We need the equivalent of 

static PetscErrorCode MatPinToCPU_SeqAIJViennaCL(Mat A,PetscBool flg)
  A->pinnedtocpu = flg;
  if (flg) {
    A->ops->mult           = MatMult_SeqAIJ;
    A->ops->multadd        = MatMultAdd_SeqAIJ;
    A->ops->assemblyend    = MatAssemblyEnd_SeqAIJ;
    A->ops->duplicate      = MatDuplicate_SeqAIJ;
  } else {
    A->ops->mult           = MatMult_SeqAIJViennaCL;
    A->ops->multadd        = MatMultAdd_SeqAIJViennaCL;
    A->ops->assemblyend    = MatAssemblyEnd_SeqAIJViennaCL;
    A->ops->destroy        = MatDestroy_SeqAIJViennaCL;
    A->ops->duplicate      = MatDuplicate_SeqAIJViennaCL;

for MPIViennaCL and MPISeqAIJ Cusparse but it doesn't look like it has been written yet. 
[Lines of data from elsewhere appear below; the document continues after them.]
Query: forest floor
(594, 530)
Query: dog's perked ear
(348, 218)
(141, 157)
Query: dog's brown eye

> It does not seem to work. It does not look like CUDA has an MatCreateVecs. Should I add one and copy this flag over?

   We do need this function. But I don't see how it relates to pinning. When the matrix is pinned to the CPU we want it to create CPU vectors which I assume it does.